La 13e étape du Tour de France, prévue le vendredi 17 juillet, promet un parcours exigeant entre Dole et Belfort. Cette étape, la plus longue de cette édition, s’étend sur 205 kilomètres et traversera plusieurs départements, dont le Jura, le Doubs, la Haute-Saône, les Vosges et le Territoire de Belfort.
Le tracé de cette journée présente deux profils distincts. La première partie, sur environ 138 à 140 kilomètres, est relativement plate et mènera les coureurs jusqu’à Mélisey, la ville natale de Thibaut Pinot. C’est également à cet endroit que se déroulera le sprint intermédiaire du jour.

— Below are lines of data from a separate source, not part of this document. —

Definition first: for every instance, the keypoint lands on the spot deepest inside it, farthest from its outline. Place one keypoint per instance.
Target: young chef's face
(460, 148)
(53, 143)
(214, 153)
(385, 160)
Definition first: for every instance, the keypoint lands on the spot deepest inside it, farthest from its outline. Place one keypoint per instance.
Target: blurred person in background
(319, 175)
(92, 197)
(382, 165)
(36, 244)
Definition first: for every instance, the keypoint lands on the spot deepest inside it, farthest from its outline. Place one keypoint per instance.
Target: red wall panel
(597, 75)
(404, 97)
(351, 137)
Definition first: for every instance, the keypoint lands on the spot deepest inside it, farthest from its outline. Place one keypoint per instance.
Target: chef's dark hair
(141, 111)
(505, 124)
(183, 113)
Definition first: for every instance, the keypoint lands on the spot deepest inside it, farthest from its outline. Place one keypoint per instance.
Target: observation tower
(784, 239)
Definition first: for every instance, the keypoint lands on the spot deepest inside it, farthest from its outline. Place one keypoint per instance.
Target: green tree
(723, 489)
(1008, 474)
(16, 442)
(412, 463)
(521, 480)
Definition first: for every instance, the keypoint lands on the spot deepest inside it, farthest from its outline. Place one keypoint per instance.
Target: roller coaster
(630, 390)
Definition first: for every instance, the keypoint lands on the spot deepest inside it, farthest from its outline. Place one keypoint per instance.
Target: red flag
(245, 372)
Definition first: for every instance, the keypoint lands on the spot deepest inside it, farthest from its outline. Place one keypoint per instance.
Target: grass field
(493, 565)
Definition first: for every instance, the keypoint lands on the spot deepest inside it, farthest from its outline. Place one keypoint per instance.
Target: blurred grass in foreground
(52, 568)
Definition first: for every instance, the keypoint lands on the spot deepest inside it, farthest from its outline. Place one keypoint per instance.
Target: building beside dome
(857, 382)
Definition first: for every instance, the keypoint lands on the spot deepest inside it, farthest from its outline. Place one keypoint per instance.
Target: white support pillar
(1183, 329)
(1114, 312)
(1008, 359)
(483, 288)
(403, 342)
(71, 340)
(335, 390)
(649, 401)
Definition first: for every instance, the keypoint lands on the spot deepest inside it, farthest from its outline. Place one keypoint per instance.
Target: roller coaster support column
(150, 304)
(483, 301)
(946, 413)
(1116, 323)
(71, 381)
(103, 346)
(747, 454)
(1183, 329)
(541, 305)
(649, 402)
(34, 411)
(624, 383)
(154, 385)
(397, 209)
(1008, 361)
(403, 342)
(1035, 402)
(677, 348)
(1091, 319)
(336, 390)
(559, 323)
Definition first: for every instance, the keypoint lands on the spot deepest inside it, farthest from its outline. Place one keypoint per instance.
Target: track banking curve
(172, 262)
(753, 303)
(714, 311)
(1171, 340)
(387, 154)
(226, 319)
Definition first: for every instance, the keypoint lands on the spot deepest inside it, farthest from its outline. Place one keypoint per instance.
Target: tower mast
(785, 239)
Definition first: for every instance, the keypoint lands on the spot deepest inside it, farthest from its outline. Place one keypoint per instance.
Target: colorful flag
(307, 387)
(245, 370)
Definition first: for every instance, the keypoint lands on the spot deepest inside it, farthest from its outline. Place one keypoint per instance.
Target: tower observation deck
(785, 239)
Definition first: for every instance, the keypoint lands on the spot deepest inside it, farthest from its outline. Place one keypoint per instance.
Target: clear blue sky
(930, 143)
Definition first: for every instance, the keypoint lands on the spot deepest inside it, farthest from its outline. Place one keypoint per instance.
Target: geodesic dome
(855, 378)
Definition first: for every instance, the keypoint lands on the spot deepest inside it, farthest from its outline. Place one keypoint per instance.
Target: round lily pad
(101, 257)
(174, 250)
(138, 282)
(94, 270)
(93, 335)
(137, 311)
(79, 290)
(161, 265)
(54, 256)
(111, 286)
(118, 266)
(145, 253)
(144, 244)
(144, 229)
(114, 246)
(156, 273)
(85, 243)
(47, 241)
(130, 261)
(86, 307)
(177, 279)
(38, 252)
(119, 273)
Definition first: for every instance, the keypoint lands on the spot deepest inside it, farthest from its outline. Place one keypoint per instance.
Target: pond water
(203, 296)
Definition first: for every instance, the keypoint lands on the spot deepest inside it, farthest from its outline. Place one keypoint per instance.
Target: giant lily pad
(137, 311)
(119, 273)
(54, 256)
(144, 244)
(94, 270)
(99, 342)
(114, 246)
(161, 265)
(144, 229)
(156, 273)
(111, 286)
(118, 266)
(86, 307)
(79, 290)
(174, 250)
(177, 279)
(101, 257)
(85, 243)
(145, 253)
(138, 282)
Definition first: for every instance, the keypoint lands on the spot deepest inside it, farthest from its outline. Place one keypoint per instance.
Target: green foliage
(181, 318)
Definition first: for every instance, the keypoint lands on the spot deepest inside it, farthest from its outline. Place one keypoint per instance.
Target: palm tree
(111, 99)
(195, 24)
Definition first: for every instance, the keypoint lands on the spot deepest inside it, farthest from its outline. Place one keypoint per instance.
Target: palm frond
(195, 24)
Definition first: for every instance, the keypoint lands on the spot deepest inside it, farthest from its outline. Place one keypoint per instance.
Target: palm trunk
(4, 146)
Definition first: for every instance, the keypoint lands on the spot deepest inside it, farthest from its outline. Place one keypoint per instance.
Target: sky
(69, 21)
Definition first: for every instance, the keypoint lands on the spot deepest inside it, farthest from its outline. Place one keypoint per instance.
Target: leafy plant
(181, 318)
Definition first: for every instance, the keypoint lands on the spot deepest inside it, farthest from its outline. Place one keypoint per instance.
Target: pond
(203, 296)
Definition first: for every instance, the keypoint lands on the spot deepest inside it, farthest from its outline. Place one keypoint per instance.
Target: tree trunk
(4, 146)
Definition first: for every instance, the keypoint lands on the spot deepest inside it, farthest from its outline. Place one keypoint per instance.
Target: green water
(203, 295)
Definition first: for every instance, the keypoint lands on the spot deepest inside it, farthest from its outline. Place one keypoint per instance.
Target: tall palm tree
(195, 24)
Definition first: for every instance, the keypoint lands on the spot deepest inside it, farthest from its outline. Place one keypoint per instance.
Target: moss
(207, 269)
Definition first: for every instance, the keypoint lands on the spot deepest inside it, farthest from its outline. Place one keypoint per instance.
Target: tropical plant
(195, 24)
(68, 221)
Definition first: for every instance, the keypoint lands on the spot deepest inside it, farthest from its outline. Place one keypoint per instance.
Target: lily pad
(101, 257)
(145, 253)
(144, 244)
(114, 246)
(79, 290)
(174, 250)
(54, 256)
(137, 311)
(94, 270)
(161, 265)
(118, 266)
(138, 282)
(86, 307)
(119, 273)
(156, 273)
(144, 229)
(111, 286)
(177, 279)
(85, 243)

Un parcours exigeant dans les Vosges
Après la section plate, la route commencera à s’élever, avec un dénivelé positif total de 2 400 mètres sur l’ensemble de l’étape. Les 50 derniers kilomètres seront particulièrement difficiles, avec deux ascensions majeures à franchir.
La première difficulté sera le Col des Croix, une montée de 5,1 kilomètres avec une pente moyenne de 4,8 %, classée en 3e catégorie. Après cette ascension, le peloton redescendra vers Saint-Maurice-sur-Moselle avant d’aborder le défi principal de la journée.
Le point culminant de l’étape sera l’ascension du Ballon d’Alsace, classé en 1re catégorie. Cette montée s’étend sur 8,9 kilomètres avec une pente moyenne de 6,9 %. Le Ballon d’Alsace sera également au programme de l’étape de montagne du Markstein, prévue le dimanche.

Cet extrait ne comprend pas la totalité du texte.